卒業公演で歌う小嶋陽菜(中央)(C)AKS

 AKB48小嶋陽菜が29歳の誕生日の19日、東京・秋葉原のAKB48劇場で卒業した。1期生としてデビューしてから11年5カ月。AKB48グループでは最後の昭和生まれで、黄金期を引っ張った初期メンバーの最後のビッグネームが、制服を脱いだ。1期生としてともにグループを引っ張ってきた高橋みなみ(26)がエールを送った。小嶋は今後、モデル業を中心としたマルチなタレントとして活動していく。

 長らくAKB48に尽くしてきた小嶋には、最後にとっておきのお返しが待っていた。育ての親、秋元康総合プロデューサーからの卒業証書代わりの手紙だ。

 「フニャフニャしてて手を抜いているようにみえて、実は誰よりもまじめで責任感があって、AKB48を愛し続けてくれた君に、心の底から感謝します」

 「2年前に卒業していたら、こんな手紙をいただけなかった。長くやってきて良かったと思える1番の出来事かも。やってて良かった…」と、大粒の涙を流して受け取った。「同期が次々にやめていっても、私はAKB48が好きだから続けてきたの」。14年5月に起きたAKB48握手会襲撃事件で、卒業を思いとどまり、グループへの恩返しのために活動してきた。全てが報われた瞬間だった。

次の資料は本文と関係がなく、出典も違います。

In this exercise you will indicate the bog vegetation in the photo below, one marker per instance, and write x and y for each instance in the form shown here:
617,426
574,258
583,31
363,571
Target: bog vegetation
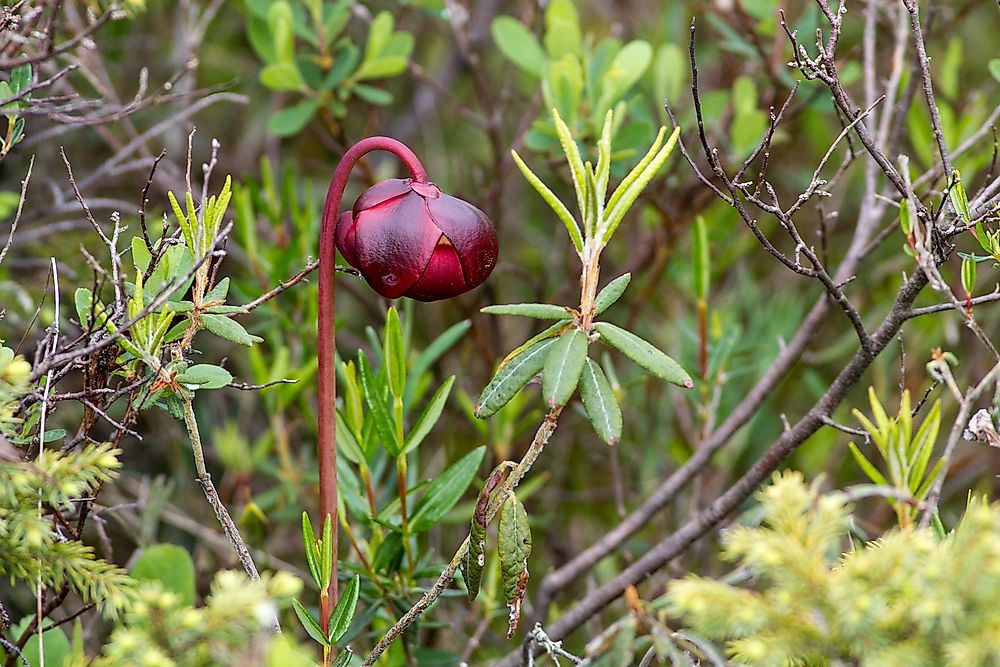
729,396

 卒業公演にも、小嶋の優しさと愛が詰まっていた。1曲目からAKBメンバー全88人と歌った。同期生でユニットのノースリーブスを8年共にしてきた高橋みなみと峯岸みなみとも歌った。2月の卒業コンサートでは、前田敦子ら元祖神セブンで披露したデビュー当時の思い出の曲「スカート、ひらり」は、「次世代を担うかわいい新神セブンと一緒に」と、エース向井地美音や13歳の久保怜音らとミニスカートを翻した。

 3月31日に卒業特集が組まれた音楽番組「ミュージックステーション」でも、118人もの後輩たちを出演させて、全メンバーの名前をクレジットでも画面に流してあげ、タモリに促された最後のあいさつでも、自分のことではなく「今後のAKB48もよろしくお願いします」と、グループを売り込んだ。ずっと冗談と脱力スタイルで照れを隠してきていたが、秘めていたグループ愛は、重さも意味も深かった。

 この夜のアンコールでは、デビュー曲「桜の花びらたち」を歌い終えると、「これから困難があって不安になっても、12年前の私たち1期生も同じ気持ちでここでこの曲を歌っていました。だから、この劇場があるみんなも、きっと何でも乗り越えられる」と、泣きじゃくる後輩たちを励ました。お決まりの「卒業後の私もよろしく」などとは、最後までひと言も口にしなかった。